Pour Ibrahima Guèye, le budget alloué au Programme national de lutte contre les hépatites (PNLH) est très insuffisant. Ce qui, dit-il, montre le manque d’attention des autorités par rapport à cette maladie. L’absence de dépistage systématique dans le pays fait que la majorité des personnes ignorent qu’elles sont porteuses du virus. Savoir que l’on est porteur du VHB peut permettre d’empêcher la destruction progressive du foie par le virus silencieux et la propagation de l’infection. Un tour fait au niveau de la capitale a permis de constater que les gens ne se dépistent pas. Pas, parce qu’ils ne veulent pas, mais, ils ne savent pas où le faire. Une thèse que confirme Aliou Sèye, un étudiant à la Faseg. ‘’Je ne connais pas bien cette maladie. J’en entends souvent parler, mais je ne sais pas quoi faire pour me prévenir. Je ne sais même pas qu’on doit se dépister. Je pensais que c’était une maladie comme le paludisme’’, dit-il. Son ami Oumar Niang de dire qu’il faut convaincre les gens à se faire dépister et mettre en place des centres de dépistage. ‘’Il est important de le faire. Il paraît qu’elle peut causer un cancer et une maladie du foie’’, conseille M. Niang.

’’A chaque don de sang au CNTS, 10% de traces d’hépatite sont décelés’’

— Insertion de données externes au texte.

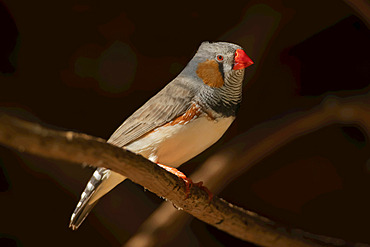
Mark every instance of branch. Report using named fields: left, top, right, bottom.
left=0, top=96, right=368, bottom=247
left=124, top=93, right=370, bottom=247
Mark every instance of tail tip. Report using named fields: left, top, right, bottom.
left=69, top=214, right=80, bottom=231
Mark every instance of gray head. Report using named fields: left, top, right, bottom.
left=180, top=42, right=253, bottom=116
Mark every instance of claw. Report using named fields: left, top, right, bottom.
left=157, top=163, right=213, bottom=202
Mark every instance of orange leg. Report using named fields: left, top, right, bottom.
left=157, top=163, right=213, bottom=201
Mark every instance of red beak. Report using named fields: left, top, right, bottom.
left=233, top=49, right=254, bottom=70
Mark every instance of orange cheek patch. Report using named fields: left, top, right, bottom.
left=196, top=60, right=224, bottom=88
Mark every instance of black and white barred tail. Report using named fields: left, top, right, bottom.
left=69, top=168, right=125, bottom=230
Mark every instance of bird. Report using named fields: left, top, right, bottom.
left=69, top=41, right=254, bottom=230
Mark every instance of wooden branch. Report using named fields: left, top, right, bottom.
left=0, top=96, right=368, bottom=247
left=124, top=94, right=370, bottom=247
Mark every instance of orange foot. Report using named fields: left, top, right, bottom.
left=157, top=163, right=213, bottom=202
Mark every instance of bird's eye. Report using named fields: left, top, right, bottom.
left=216, top=55, right=224, bottom=62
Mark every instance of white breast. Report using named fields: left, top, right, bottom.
left=125, top=115, right=235, bottom=167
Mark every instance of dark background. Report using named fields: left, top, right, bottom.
left=0, top=0, right=370, bottom=246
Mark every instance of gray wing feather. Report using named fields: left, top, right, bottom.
left=108, top=79, right=195, bottom=147
left=70, top=79, right=195, bottom=230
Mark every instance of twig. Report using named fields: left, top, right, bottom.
left=124, top=94, right=370, bottom=247
left=0, top=93, right=369, bottom=247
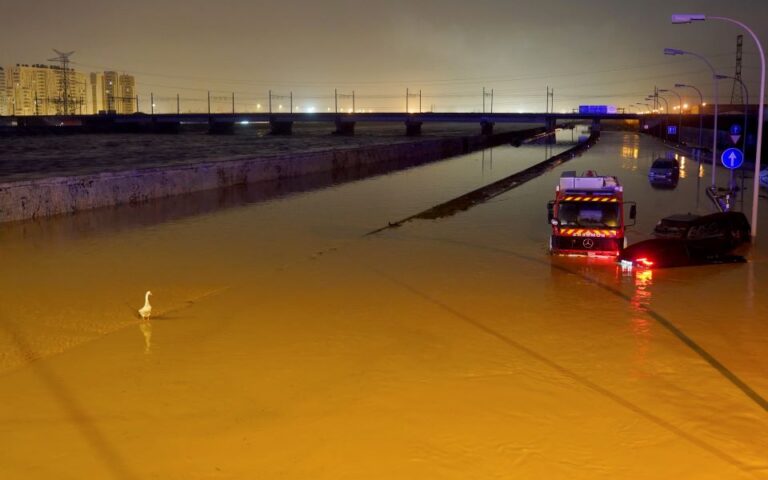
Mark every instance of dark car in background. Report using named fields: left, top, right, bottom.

Le dépistage est particulièrement important chez les femmes enceintes, car elles peuvent transmettre le VHB à leur bébé pendant l’accouchement. L’OMS affirme que tous les bébés doivent être vaccinés, dans les 24 heures suivant la naissance, pour empêcher la transmission. Au Sénégal, la plupart des enfants ne reçoivent pas de vaccin contre le VHB, avant au moins six semaines, en même temps que les vaccins habituels. Selon le président de l’association «Saafara» Hépatite, Ibrahima Guèye, l’hépatite B est bien plus répandue que l’on ne le croit. ‘’A chaque don de sang au centre national de transfusion sanguine, 10% de traces d’hépatite sont décelés sur les donneurs de sang. Sur 100 personnes dépistées à l’hépatite, 80% ont été  en contact avec le virus. La plupart des personnes ignorent qu’elles sont porteuses du VHB, car peu en ressentent les symptômes’’, explique-t-il. A l’en croire, 85% des Sénégalais ont été exposés au virus de l’hépatite B qui se transmet par l’intermédiaire des liquides et sécrétions biologiques comme la salive et le sperme.